Remember, remember, the 5th of November, the gunpowder, treason and plot. I know of no reason why the gunpowder treason should ever be forgot.
So for this month I had lots of really cool topics I wanted to share with you, but every time I started writing I quickly realised that I'm not really an expert on that stuff. I decided I should spend some time learning about those topics before bringing them to you so I can unpick them piece by piece and do them justice by showing you how cool they really are. So instead I decided to go back a little bit and look at something I do know a lot about, and something that I don't really think gets enough airtime in the modern CyberSec world.
WSdLo8m90AE=
decipher it.
Pretty basic right? That's all the information I gave to my team of hackers a year and four months ago.
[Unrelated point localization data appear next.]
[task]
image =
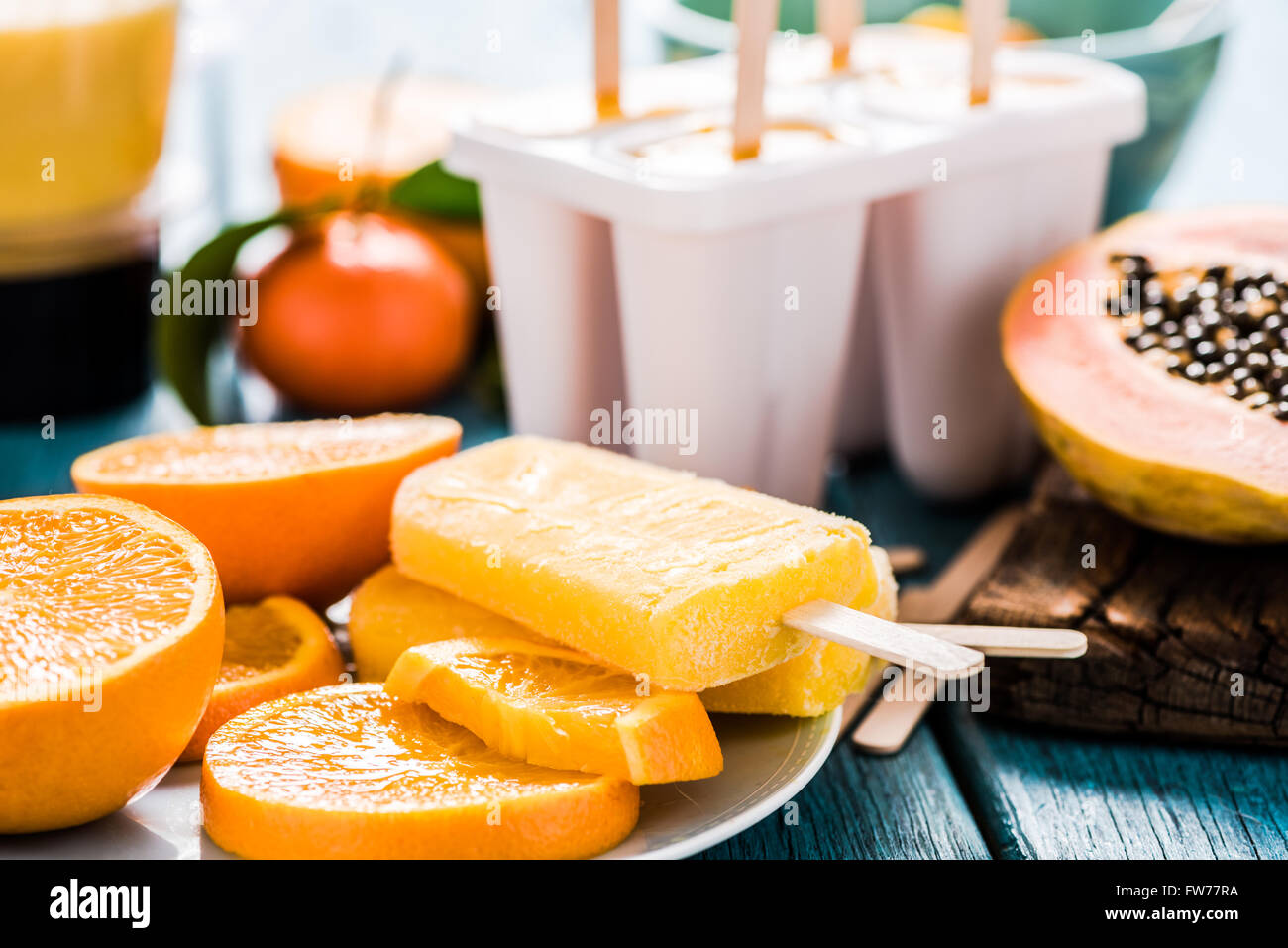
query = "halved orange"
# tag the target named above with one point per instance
(557, 707)
(348, 772)
(111, 625)
(390, 613)
(297, 507)
(270, 649)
Go ahead, see if you can figure it out without continuing if you like, I wouldn't worry though, in good time I did post the answer and explained it all for them to see after disappointingly not receiving a single correct answer in 5 days. So it must be a real toughie then right? Not really no, it's actually fairly trivial you just have to look at it in the right way. Also no, the team of hackers aren't stupid, in fact on the contrary, there's rarely a puzzle I can come up with they can't solve so I have the utmost respect for the community, this one though, seemed to completely stump them. The reason I suspect, is where it comes from, because its a bit of an obscure field compared to the circles hackers travel in.
Enough chitchat, let's rip this thing apart and analyze the components. Anyone familiar with this sort of puzzle will immediately recognise that as a Base64 string, so they'll open up something like CyberChef to decipher it back into ASCII encoding (UTF-8 these days really but useful to know where it comes from) . If you do that you should get something like Y'K£É½Ð
which is clearly not English so there's something a bit cleverer going on here.
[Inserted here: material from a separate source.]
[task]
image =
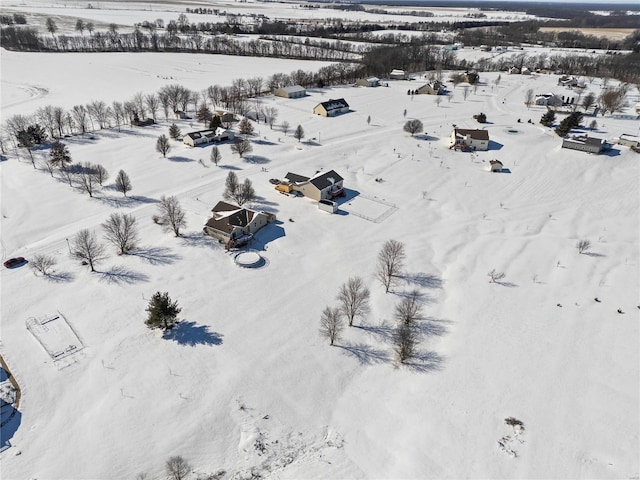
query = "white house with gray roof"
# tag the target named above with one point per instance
(322, 186)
In previous puzzles I'd done tricks like write something in a different language or used different character sets to obscure the solution, but this time that's not the case. After a little bit of faffing around a hacker usually realises its gibberish and stops trying to translate it and instead looks at it as a form of data. Base64 is more than just a character encoding after all, it is used in storing and sending all manner of information, including but not limited to images.
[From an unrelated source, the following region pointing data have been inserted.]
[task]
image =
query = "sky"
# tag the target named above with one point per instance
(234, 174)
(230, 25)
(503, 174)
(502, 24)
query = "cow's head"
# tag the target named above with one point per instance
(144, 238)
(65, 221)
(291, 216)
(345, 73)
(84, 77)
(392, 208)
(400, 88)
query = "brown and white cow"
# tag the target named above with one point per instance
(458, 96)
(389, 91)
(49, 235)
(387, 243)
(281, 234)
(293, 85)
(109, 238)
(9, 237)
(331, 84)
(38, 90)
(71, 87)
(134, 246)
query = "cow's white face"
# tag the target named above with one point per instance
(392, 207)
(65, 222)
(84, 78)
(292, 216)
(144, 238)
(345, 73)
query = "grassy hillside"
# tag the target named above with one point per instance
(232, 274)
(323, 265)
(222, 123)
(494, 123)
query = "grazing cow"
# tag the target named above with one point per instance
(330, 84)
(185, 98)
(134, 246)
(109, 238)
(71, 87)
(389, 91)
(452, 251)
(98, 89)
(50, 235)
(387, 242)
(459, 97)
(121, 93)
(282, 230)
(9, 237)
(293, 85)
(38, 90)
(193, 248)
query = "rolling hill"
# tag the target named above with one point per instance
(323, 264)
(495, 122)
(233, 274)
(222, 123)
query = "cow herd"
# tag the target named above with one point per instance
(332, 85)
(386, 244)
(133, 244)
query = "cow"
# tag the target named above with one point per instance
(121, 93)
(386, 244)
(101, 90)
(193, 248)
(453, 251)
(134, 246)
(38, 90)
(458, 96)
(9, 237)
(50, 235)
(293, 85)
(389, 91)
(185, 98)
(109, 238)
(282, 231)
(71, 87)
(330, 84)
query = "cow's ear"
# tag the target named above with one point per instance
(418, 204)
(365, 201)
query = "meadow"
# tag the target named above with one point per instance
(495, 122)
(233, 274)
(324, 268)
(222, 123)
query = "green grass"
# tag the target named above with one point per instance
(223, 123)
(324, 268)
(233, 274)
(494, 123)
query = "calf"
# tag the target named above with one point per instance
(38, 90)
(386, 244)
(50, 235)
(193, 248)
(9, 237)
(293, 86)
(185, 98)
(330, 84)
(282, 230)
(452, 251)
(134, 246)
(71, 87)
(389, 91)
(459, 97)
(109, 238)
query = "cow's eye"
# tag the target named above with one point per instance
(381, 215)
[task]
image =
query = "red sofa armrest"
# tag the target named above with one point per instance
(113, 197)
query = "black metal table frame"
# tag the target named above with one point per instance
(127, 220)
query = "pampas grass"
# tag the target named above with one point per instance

Sure enough if you strip it down to its base parts you'll be able to uncover this 59 27 4b a3 c9 bd d0 01
in Hexadecimal, which looks like this 01011001 00100111 01001011 10100011 11001001 10111101 11010000 00000001
in Binary. Which you use is usually a matter of personal preference depending which you're better at spotting patterns with, I personally find hex more descriptive and shorter, but it can allow you to miss patterns if they don't follow a common base. As before its trivial for CyberChef to make these conversions for you.
This is where most people seem to get stuck, the layout of the digits is alien to them and they seem to lack the fundamental knowledge to crack the code. The bit that matters here is the binary string as its much more tricky to spot the pattern in hex. A note on formatting though, a binary string is in actuality a endless string of binary digits, I've asked it to add spaces every byte to make it easier to read but really it's a contiguous stream of ones and zeroes and the spacings could be arbitrary especially in the event of offsets.
So, what next? Well, there's a subtle giveaway in that its exactly 8 bytes or 64 bits long. Also, notice how the end is mostly a string of zeroes? That's what they call padding, it means what we're looking at here is something slightly shorter than 64 bits that has been expanded to 64 bits for some reason, but why? and what? Well first lets look at the last bit, why is that not a 0? The most obvious reason is because it's a checksum or more specifically its a parity bit, and that should be all the clue really needed to solve this.
Parity when used is rarely on its own, and if there are more, it may explain why this string seems like gibberish, so upon finding one the next thing you should do is start looking through parity schemes to find something that makes the data make sense. It shouldn't take you too long of a search to find something about Hamming Codes and that is the key you need to unlock this string.
Hamming Codes are how you not only ensure data can be validated at the other end, but in low error rates, you can even rebuild the correct stream as it was originally intended despite only receiving corrupted data. Now if you're a data and communication geek like me that will sound really cool, if not that's a shame because it is this sort of code that ensures you only need to send data once and the other end receives the instructions correctly, which is really important if you're trying to tell the Voyager probes what to do because you can't just fly out there and fix them.
Now lets unpick this string. Naturally the parity bits are stored throughout the stream for reliability, but look carefully at the standard and you can predict them. For simplicity adding and removing them is simply a case of applying an XOR with the right value, so the original data is there in its unadulterated form assuming you have all the data and there are no errors to worry about. If that's the case you can perform a neat trick, all you have to do is remove the offending bits. You just delete the first bit, the second bit, the fourth bit, the eighth bit, the sixteenth bit...etc. all the powers of 2, because those are the parity bits. Technically first you should check for errors, but that's something I'll let you worry about once you know how to interpret the code, just trust me that here there are no errors.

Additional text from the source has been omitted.